En langage populaire, chardon signifie « plante herbacée épineuse » et dérive du latin carduus. De ce point de vue, notre cirse acaule trompe bien son monde car vu de manière superficielle il ne semble pas épineux du tout. Cela tient avant tout à son port très particulier qui le « cache » en grande partie dans les milieux herbacés où il se complaît : il forme des touffes de rosettes de feuilles plaquées au sol, même dans des herbes assez hautes où elles réussissent peu ou prou à s’imposer et à coucher en partie l’herbe, un peu à la manière des touffes d’astragale à feuilles de réglisse (voir la chronique). Chaque touffe se compose souvent de plusieurs rosettes, issues chacune de la multiplication végétative de l’appareil souterrain : celui-ci est une tige souterraine ramifiée horizontale (rhizome) épaisse qui chaque année se redresse à son extrémité et émet une nouvelle rosette à côté de la précédente, tout en produisant des racines blanches fortes qui participent à la nutrition de la nouvelle rosette. Chacune d’elles comporte de douze à vingt feuilles disposées en spirale. Ainsi d’année en année, la « touffe » s’étale et s’enrichit de nouvelles rosettes presque imbriquées les unes sur les autres ; certaines de ces touffes peuvent atteindre jusqu’à deux mètres de diamètre et on estime alors que leur âge doit être de l’ordre de 60 à 80 ans ! 

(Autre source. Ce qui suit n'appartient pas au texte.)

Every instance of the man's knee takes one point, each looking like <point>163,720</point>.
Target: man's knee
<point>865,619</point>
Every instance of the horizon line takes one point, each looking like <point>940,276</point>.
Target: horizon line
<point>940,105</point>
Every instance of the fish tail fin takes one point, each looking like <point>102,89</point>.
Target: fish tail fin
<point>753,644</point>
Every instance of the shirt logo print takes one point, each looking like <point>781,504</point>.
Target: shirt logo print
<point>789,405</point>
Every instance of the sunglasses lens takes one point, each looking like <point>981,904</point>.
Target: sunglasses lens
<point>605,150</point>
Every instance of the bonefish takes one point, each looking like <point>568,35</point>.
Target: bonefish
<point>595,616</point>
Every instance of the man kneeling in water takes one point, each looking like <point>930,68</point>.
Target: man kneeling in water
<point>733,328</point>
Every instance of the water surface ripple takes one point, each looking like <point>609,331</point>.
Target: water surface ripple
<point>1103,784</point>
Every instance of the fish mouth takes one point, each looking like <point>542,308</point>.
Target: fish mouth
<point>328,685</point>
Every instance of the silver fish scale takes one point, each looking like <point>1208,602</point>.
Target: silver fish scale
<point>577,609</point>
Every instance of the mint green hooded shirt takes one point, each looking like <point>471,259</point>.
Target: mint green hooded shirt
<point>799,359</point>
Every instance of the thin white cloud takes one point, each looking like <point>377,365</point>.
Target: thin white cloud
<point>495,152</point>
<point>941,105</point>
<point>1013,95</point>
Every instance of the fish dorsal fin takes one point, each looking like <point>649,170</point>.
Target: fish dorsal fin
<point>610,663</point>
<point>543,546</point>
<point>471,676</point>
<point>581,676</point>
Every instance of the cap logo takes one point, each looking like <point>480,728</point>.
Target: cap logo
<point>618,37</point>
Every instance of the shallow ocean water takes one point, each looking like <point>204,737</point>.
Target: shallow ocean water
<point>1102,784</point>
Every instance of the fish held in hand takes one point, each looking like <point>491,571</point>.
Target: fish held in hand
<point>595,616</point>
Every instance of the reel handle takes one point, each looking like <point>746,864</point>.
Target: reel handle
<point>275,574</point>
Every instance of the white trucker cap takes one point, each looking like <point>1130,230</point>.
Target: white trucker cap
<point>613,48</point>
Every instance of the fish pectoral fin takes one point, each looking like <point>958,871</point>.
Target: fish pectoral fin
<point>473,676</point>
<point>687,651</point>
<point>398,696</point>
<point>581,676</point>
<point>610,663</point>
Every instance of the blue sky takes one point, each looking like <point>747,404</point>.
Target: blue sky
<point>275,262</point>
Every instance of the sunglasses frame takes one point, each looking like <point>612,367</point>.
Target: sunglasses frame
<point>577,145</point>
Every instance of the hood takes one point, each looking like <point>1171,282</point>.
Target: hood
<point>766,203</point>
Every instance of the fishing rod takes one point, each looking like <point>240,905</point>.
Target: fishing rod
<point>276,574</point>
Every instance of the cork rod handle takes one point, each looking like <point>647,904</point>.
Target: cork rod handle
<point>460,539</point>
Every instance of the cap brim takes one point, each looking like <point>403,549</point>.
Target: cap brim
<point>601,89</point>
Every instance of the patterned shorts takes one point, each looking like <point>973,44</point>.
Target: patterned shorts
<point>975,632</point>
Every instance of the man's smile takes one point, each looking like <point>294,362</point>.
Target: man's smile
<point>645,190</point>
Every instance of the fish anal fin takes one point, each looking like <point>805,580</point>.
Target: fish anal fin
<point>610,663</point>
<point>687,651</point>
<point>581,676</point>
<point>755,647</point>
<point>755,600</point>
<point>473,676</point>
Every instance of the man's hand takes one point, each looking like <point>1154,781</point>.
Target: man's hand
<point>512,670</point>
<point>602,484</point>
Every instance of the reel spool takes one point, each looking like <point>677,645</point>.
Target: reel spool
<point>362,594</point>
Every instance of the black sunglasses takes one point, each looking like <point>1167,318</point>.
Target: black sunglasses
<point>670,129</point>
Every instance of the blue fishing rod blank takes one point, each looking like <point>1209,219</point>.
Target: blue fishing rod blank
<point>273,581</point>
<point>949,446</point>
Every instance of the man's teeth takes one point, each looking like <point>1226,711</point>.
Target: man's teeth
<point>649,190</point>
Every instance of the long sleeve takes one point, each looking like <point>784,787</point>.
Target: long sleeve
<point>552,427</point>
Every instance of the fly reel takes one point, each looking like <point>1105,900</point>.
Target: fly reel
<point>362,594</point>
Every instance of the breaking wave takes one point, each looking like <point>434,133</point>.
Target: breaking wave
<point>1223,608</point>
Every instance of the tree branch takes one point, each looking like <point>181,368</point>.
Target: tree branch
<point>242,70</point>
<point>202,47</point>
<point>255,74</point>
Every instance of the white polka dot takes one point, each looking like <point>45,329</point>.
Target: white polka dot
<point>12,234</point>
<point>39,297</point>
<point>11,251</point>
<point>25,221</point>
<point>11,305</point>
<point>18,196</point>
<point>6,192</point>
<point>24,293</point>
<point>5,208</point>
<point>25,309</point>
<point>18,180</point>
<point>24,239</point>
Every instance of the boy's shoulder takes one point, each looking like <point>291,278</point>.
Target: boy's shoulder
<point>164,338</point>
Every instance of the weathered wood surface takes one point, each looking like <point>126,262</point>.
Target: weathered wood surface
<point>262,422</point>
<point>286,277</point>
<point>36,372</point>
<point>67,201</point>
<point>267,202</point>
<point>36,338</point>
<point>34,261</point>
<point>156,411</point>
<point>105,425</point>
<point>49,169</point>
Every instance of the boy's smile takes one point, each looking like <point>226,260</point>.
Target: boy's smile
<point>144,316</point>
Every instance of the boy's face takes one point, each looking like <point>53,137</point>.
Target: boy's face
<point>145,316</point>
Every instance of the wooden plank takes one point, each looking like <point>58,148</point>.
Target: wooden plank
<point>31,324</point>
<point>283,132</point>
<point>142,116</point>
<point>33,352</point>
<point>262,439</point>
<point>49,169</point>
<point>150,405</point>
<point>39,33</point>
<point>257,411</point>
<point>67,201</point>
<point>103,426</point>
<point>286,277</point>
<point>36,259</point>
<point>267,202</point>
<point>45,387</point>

Grosse touffe composée de nombreuses rosettes différentes, peut-être toutes de même origine

Par contre, dès que l’on touche ces feuilles ou qu’on se penche pour les observer de près, on comprend très vite que notre cirse a bien tout d’un vrai « chardon ». Grossièrement ondulées, vert sombre et presque glabres dessus, elles sont découpées en lobes anguleux à bords chargés d’épines assez fortes, raides et jaune clair, orientées en tous sens : de quoi se faire respecter ! De là vient son surnom anglais de picnic thistle, chardon des pique-niques ; en Angleterre, il affectionne les pelouses naturelles sur substrat crayeux et souvent sur des collines pentues avec de beaux points de vue et une végétation rase : un milieu apprécié des promeneurs comme site de pique-nique ; ceux-ci déchantent très vite quand ils veulent s’allonger dans l’herbe et que les rosettes de ce chardon malicieux se rappellent à eux ! 

Acaule ?

Jeunes capitules émergeant à peine des rosettes sur une très courte tige

Voilà un adjectif qui n’a rien de transparent pour le profane à part la présence du privatif en tête du mot ; acaule (repris dans le nom latin sous la forme acaulon) signifie donc littéralement « sans caule », i.e. sans tige car caulis désigne la tige en latin ; on retrouve cette racine dans l’adjectif caulinaire qui signifie « sur la tige » utilisé à propos des feuilles ; en anglais par exemple, chou-fleur se dit cauliflower, soit fleur-tige puisque ce que nous mangeons dans cette plante n’est autre qu’une inflorescence compacte charnue. Donc, pour être accessible à tous, il vaudrait mieux le nommer cirse sans tige (stemless thistle en anglais). 

En fait, la plupart des rosettes produisent bien une courte tige

Effectivement, le port de ce « chardon » en fleurs attire l’attention par son originalité : les capitules (groupes de fleurs serrées) purpurins assez gros et bien visibles semblent sortir directement des rosettes de feuilles épineuses. Si l’herbe est rase, on note néanmoins que le plus souvent il y a en fait une tige très courte, émergeant du centre d’une rosette et portant un capitule. Au grand maximum, et rarement, elle peut atteindre 25-30cm mais le plus souvent elle n’est que de quelques centimètres au plus. 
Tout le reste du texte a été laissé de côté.